Sunday Night Black Bean Chili

Sunday Night Black Bean Chili

Winter weekends at the lake typically have us arriving back home after sunset. This dinner is fast with an easy clean up. Sunday scaries seem to be a little more comforting with a quick hearty one pot meal to curl up with and watch Audrey Hepburn and William Holden in Sabrina. The perfect way to ease into a new week, David Larrabee style.

  • 1.5 lb ground beef
  • 1 lb Italian sausage
  • 2 onions – chopped
  • 2 cloves garlic – chopped
  • 1-2 chipotle chili in adobo sauce
  • 1/4 tsp cocoa
  • 2 tbs chili powder
  • 2 tbs cumin
  • 1 tbs tomato paste
  • 4 oz can diced green chilies
  • 1 cup chicken stock
  • 2 26 oz cartons chopped tomatoes (Pomi)
  • 2 cans black beans
  • 1 can pinto beans
  • 1 tbs masa mixed with 1 tbs water
  • avocado, lime, grilled corn, shredded cheddar, cilantro – to garnish

In a dutch oven, brown Italian sausage and beef. Drain.
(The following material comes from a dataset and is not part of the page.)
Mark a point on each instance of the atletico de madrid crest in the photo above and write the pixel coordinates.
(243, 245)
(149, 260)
Set aside.

Sauté chopped onion and chopped garlic until translucent.

Add chipotle chili, cocoa, chili powder, cumin, tomato paste, green chilies and cook 2 minutes.

Deglaze with chicken stock, add meat back in and cook a few minutes.

Add chopped tomatoes, beans, masa (mixed with water) and 1 cup of water. Season with salt and pepper. Simmer to infuse flavors.